What a great compendium of oddly specific jargon and language from all corners of the world. I found the below particularly enlightening: Gymspiration at the glorious house of gainz - the lore and language of the gym As far as the arm can reach - A glossary of graffiti writing The manosphere's dread game
"If you know, you know" is one of the online world's more unlikeable phrases, but this book takes you to see how little you do know. We start in Venice, with the specific words and city slang involved with the industry of the gondolier. Next is the union-raddled block of credits at the foot of a standard movie poster and what the positioning and order tells you – at least one famous actor was quite ebullient about getting the "and". The variety continues, with not only the discrete hand signals of waiters at a certain venue, but also the ins (and ins and ins) and outs of competitive eating.
OK, some of this is completely unedifying – the world of trainer collecting, Taylor Swift. The 'fan' chapter later on is hard on the eyes, with both its terminology and existence alike definitely on the unappealing side. But some of this can raise unanswered questions – the creator of the CND logo saying it references a figure in a Goya painting, within which there is no figure in the stance he alleges.
But all of this is high-end trivia – chapters on one subject going into a topic at fairly great length, and all about things you'd not woken up expecting to be reading about. Vegas casino staff protocol (and coded signals about the better tippers) meets the semiotics of one of their own perhaps with a chapter about Dr No, and politics and journalism clash with the crafted world of the dog-walker's own patois.
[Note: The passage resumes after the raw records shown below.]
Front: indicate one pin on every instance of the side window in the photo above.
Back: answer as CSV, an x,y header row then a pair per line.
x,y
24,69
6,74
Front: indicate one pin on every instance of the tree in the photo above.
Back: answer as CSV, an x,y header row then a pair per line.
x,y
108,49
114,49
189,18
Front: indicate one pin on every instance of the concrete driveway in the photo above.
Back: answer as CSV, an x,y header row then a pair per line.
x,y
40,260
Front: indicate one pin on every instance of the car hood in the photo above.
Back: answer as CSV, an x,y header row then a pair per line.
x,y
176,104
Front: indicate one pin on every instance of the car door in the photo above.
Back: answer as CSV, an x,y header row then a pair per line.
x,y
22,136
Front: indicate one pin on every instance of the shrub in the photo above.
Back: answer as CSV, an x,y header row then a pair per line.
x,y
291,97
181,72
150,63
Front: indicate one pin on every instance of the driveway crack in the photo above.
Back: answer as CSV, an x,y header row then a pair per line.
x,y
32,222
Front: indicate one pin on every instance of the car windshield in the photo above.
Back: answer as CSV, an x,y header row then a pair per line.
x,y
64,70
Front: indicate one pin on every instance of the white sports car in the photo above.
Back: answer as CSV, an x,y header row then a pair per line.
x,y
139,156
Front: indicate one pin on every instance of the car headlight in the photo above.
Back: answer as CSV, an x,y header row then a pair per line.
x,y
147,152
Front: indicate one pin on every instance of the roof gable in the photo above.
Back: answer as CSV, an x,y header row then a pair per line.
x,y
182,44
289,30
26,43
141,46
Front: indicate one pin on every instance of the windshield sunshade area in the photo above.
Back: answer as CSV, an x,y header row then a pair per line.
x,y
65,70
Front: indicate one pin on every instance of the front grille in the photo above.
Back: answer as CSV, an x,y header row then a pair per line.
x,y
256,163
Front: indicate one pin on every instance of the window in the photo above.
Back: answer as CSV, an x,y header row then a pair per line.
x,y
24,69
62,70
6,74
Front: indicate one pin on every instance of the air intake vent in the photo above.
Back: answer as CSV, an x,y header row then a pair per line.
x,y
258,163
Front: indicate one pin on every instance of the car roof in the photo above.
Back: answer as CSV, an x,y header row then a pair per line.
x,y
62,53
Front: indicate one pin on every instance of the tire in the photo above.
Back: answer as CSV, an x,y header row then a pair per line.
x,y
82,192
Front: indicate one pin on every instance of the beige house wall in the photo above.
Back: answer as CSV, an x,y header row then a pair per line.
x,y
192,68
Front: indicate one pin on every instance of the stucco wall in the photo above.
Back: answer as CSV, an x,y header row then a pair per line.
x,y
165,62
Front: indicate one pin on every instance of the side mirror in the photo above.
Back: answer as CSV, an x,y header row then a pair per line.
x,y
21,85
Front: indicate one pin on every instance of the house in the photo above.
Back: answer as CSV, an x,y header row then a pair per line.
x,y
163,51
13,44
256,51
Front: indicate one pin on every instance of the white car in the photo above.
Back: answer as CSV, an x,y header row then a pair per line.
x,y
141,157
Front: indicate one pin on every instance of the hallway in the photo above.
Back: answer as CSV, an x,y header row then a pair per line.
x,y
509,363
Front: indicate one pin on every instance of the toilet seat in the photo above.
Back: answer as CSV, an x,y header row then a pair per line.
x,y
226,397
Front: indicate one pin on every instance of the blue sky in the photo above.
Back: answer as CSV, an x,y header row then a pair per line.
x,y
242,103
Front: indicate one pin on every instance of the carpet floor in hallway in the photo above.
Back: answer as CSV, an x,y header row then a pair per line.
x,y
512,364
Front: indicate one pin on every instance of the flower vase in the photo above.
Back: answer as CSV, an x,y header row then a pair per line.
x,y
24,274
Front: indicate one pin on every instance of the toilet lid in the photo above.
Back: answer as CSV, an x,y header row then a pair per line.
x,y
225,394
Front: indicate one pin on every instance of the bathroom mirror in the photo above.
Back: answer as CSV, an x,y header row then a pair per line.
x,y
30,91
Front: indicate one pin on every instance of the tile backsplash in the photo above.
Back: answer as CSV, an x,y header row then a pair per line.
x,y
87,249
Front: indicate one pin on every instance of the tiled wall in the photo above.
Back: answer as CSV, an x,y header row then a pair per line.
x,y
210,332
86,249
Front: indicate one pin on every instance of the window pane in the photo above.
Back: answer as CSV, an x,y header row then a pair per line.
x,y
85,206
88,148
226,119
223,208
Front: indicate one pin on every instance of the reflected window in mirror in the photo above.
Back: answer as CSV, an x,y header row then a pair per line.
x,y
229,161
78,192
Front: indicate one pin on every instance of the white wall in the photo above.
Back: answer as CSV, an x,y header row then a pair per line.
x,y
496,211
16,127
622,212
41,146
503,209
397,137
To me this represented a welcome return to seeing Schott books, having not been aware of any new ones for a mighty long time. Here it's easier to just dump chapters you have no interest in (graffiti, perhaps) as opposed to the gallimaufry of many trivia bits we're used to, which actually might make this even more user-friendly. It certainly allows you to have a good level of fun from these pages, as usual.
Schott's Significa is a nonfiction monograph by Ben Schott on jargon, language, and usage and how it intersects and is defined by subcultures. Released 7th Oct 2025 by Hachette on their Workman Publishing imprint, it's 304 pages and is available in hardcover and ebook formats.
Arranged as a collection of 53 glossaries/primers, the author turns his observations on the parlance and vocabulary of such disparate groups as Gondoliere, Taylor Swift fans, and Medical professionals. Each has specific and common language and Mr. Schott examines how the language is influenced and shifts over time.
It's fairly dry; it's a catalogue of words, arranged alphabetically, but fans of the author's work will find this a solid reference. It's not annotated, though there are chapter notes and references included in abbreviated form at the end of the book.
Four stars. It would be a good choice for public or school library acquisition, as well as a nice reference for die-hard word nerds.
Disclosure: I received an ARC at no cost from the author/publisher for review purposes
It's a beautiful book to read and peruse. Some of the subjects are perhaps more interesting to any individual reader than others, but overall it's a really wonderful celebration of insider languages.
This is a book to read and reread, casually pull down from the shelf before a specific activity. The world is filled with communities of baristas, medical professionals, dogwalkers, clothiers-every occupation and interest under the sun; and all have a secret language or code. Ben Schott reveals the specific brand of chatter with wit and visual entries so we all can be word buffs and armchair sociologists. (While reading about the signs and signals of restaurateurs, I paid more attention while dining).